Set up Development Environment

git clone https://github.com/CCPBioSim/biosim-schema.git
cd biosim-schema
conda create -n biosim-schema python=3.14
conda activate biosim-schema
pip install -e ".[testing,docs,pre-commit]"

Simple Example: Add a New Term

Example addition:

slots:
  pressure_relaxation_time:
    description: Relaxation time used by barostat coupling.
    range: TimeQuantity
    annotations:
      engine_mapping:
        - engine: gromacs
          key: tau-p
          unit: ps

Then attach it to the relevant class slot list, regenerate artefacts, and include a concise note in the pull-request describing engine mapping and units.

How Schema Changes Propagate to Downstream Artefacts

The generation utility is implemented in generate_artifacts_utility.

Use the utility command:

biosim-schema-generate derived

Derived files are produced as:

These generated outputs are consumed by downstream BioSimDR tools:

  • biosim-extractor uses engine mappings to populate canonical metadata.

  • biosimdb-interface uses webform fields and schema paths to drive form rendering and validation.

Submitting Changes

  1. Create a branch from main.

  2. Add or update schema, tests, and generated artefacts as needed.

  3. Regenerate artefacts and run tests/checks locally.

  4. Build docs locally to confirm there are no documentation errors.

  5. Open a pull request in biosim_schema_pulls with a concise change summary.

Minimal Local Workflow

Run artefact generation after schema edits:

biosim-schema-generate derived

Run tests:

pytest

Or, additionally check coverage with tests:

pytest --cov=biosimd_schema --cov-report=term-missing

Add tests if applicable.

Run formatting and lint checks:

ruff check .
ruff format --check .

Docs

LinkML markdown generation

LinkML schema pages are generated as Markdown files under docs/source/linkml using the project utility:

biosim-schema-generate docs

Internally, this runs gen-doc from LinkML against biosim_schema/schema/biosim_schema.yaml and writes one page per schema entity (classes, slots, enums, and types), plus an index page.

A small post-processing step is applied to generated files to fix known formatting issues (for example malformed ---# type headers and puml fences) before Sphinx builds the documentation.

Sphinx reStructuredText content generation

Documentation pages (excluding schema entities) are generated under docs/source.

Sphinx content is built with:

make -C docs clean html

Schema validation tests

Schema validation is performed in pytest, not as an import-time script.
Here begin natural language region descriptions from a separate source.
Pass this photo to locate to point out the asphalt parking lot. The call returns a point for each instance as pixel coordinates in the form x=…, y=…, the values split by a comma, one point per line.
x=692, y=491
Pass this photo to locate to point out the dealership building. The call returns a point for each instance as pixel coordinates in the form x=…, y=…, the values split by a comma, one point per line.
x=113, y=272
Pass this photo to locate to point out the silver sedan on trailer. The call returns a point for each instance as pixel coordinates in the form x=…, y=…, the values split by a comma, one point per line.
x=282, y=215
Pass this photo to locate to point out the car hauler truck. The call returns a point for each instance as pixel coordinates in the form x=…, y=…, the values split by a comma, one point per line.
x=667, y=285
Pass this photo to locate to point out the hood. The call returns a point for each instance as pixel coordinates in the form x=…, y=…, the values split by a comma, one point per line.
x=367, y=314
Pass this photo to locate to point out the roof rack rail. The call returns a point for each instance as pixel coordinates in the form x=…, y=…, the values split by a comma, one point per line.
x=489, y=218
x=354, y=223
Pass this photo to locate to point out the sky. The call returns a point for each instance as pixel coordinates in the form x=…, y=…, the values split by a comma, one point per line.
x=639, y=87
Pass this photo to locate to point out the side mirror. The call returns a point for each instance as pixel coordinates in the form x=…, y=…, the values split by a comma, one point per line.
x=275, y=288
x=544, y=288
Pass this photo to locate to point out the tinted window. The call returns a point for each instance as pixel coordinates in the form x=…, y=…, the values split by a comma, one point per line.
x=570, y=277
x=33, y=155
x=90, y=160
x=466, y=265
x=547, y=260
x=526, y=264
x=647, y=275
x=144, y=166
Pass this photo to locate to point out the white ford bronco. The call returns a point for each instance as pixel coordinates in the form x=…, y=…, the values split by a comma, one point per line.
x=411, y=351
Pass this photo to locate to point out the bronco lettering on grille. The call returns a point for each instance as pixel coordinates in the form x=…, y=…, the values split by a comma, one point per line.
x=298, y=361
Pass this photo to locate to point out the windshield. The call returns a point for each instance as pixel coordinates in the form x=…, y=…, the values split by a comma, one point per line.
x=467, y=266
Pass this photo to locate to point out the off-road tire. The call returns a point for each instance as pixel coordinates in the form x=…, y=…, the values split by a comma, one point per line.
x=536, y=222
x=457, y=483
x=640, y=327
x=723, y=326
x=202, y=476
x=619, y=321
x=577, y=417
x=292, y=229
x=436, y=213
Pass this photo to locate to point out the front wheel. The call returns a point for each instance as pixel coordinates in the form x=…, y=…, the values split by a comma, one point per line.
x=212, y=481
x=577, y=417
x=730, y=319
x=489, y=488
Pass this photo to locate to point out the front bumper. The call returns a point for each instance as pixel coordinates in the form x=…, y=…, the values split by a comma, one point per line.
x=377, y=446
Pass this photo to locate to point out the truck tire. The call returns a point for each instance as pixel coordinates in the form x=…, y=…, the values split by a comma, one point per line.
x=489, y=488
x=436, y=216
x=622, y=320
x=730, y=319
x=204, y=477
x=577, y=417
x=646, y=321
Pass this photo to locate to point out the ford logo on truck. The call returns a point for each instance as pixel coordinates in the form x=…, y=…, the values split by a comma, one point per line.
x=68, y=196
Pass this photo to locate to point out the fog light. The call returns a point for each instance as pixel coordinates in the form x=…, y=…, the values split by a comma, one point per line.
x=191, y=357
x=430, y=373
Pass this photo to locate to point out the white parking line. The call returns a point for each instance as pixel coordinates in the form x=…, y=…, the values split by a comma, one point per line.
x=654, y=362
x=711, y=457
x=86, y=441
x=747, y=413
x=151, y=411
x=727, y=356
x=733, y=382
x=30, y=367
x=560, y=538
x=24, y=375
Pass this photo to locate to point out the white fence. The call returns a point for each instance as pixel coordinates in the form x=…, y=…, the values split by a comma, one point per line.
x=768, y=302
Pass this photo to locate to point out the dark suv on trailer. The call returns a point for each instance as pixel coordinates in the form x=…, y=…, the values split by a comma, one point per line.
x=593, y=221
Tests in tests/test_validation/test_schema_validation.py validate:

  • a known valid payload passes

  • intentionally invalid payloads fail (for example wrong type or enum value)
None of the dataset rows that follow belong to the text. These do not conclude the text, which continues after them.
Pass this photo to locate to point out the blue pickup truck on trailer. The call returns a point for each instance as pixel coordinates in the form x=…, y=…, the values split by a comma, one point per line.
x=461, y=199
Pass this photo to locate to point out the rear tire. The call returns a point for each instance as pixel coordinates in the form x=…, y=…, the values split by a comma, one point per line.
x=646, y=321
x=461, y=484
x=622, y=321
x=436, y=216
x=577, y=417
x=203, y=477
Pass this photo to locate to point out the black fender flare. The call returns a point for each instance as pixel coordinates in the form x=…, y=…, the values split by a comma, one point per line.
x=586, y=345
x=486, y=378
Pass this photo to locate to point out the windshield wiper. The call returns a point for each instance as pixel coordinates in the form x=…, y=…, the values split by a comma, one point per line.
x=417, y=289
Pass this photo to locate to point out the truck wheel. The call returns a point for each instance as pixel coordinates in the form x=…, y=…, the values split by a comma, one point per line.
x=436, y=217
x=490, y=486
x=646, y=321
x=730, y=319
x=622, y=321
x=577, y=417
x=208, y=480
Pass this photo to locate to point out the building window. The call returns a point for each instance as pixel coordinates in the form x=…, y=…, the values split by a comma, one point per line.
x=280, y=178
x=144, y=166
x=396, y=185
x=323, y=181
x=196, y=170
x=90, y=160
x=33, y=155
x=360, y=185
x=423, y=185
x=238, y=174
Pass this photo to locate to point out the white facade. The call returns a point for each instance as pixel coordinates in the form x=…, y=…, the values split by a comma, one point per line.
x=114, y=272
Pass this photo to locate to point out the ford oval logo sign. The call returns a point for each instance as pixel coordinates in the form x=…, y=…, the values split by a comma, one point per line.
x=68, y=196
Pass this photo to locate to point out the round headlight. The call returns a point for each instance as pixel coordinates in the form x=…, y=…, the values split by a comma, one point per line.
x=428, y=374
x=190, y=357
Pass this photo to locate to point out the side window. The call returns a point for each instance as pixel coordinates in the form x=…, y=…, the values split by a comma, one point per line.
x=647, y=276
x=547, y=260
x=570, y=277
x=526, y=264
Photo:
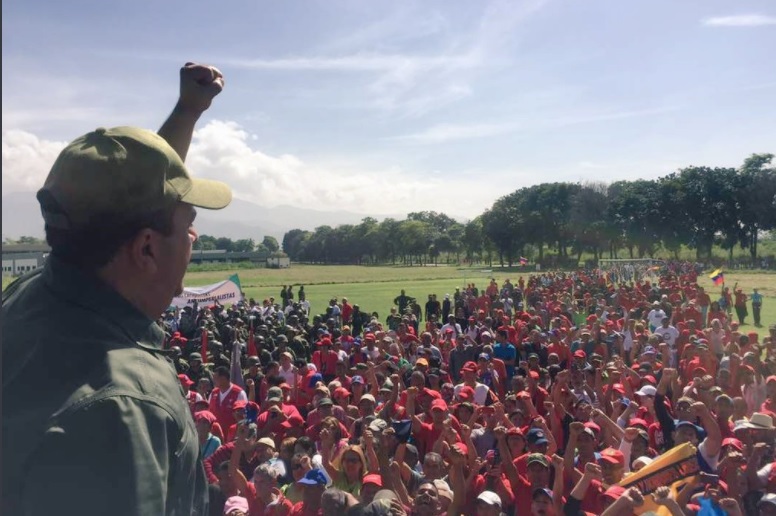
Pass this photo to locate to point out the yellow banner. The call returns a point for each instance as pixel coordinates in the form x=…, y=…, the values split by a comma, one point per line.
x=674, y=468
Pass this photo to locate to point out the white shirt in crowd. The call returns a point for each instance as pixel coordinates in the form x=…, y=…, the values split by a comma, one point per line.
x=455, y=327
x=222, y=395
x=655, y=317
x=480, y=392
x=669, y=335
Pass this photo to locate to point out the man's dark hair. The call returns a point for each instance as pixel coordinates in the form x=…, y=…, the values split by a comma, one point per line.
x=94, y=245
x=307, y=446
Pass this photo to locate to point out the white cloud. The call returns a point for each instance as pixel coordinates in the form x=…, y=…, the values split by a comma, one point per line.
x=225, y=150
x=27, y=160
x=740, y=20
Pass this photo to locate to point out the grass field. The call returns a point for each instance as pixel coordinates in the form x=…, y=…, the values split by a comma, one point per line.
x=374, y=288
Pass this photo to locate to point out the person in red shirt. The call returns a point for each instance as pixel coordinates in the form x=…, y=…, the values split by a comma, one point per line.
x=223, y=398
x=314, y=483
x=347, y=311
x=278, y=418
x=325, y=360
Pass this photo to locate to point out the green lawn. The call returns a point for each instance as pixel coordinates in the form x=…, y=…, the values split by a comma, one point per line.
x=374, y=288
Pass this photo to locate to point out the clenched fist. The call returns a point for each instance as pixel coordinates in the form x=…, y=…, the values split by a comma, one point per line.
x=199, y=86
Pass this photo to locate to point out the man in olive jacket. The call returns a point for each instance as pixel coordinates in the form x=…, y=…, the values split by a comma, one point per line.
x=94, y=418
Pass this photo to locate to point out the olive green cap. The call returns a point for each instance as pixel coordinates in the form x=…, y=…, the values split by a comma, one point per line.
x=124, y=173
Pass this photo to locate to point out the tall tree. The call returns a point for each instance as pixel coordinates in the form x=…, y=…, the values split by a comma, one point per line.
x=271, y=243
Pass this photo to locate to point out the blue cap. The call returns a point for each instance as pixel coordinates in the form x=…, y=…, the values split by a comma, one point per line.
x=314, y=477
x=536, y=436
x=543, y=491
x=699, y=431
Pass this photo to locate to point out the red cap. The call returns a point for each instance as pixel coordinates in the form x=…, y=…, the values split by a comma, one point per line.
x=515, y=431
x=466, y=393
x=613, y=456
x=439, y=404
x=614, y=492
x=735, y=443
x=372, y=478
x=205, y=415
x=185, y=380
x=470, y=366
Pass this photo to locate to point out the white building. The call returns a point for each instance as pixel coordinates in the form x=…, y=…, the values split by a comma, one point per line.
x=20, y=259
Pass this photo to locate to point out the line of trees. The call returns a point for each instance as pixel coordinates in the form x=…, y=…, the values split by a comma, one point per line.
x=697, y=206
x=244, y=245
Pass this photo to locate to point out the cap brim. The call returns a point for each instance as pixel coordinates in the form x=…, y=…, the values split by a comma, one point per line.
x=208, y=194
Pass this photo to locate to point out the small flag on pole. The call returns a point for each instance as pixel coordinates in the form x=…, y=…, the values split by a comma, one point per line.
x=251, y=344
x=203, y=349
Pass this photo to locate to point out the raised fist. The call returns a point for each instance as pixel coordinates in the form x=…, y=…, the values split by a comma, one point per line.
x=662, y=495
x=593, y=471
x=199, y=84
x=634, y=496
x=631, y=434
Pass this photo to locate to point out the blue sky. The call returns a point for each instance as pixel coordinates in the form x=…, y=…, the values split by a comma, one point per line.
x=396, y=106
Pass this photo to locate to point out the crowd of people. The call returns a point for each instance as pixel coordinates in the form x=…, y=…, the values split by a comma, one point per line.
x=547, y=396
x=538, y=397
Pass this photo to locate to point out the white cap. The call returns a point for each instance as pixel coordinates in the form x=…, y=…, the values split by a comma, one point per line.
x=647, y=390
x=644, y=460
x=490, y=498
x=770, y=498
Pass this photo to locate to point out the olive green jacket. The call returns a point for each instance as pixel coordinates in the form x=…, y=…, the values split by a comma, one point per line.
x=94, y=419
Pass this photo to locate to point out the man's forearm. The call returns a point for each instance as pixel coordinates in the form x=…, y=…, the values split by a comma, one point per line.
x=178, y=129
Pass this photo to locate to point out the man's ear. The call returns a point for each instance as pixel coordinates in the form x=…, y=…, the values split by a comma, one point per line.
x=144, y=250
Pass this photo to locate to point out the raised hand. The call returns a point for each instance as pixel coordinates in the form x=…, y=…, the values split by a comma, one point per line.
x=593, y=471
x=199, y=85
x=576, y=428
x=631, y=434
x=662, y=495
x=634, y=496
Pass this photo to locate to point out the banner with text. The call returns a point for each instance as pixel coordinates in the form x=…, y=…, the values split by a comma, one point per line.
x=673, y=468
x=226, y=292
This keeps schema validation deterministic and CI-friendly.

Pre-commit behavior

Manually run pre-commit with:

pre-commit run --all-files

Pre-commit runs local hooks before commit. The generation hook updates derived artefacts so contributors do not need to remember manual regeneration.

Typical flow:

  1. Edit schema or extraction logic.

  2. Run git commit.

  3. Pre-commit regenerates derived files.

  4. Stage modified generated files and re-run commit.

If generated files changed, this is expected: pre-commit is keeping outputs in sync.

CI and Quality Gates

CI verifies that generated artefacts are reproducible and tests pass. See ci_workflow for:

  • tests: runs pytest across supported OS/Python versions.

  • generated-artifacts: runs biosim-schema-generate verify to ensure committed generated outputs are reproducible.

  • docs: generates LinkML docs and builds Sphinx HTML.

This ensures local generation and CI validation stay aligned, and schema contributions remain consistent for downstream tooling.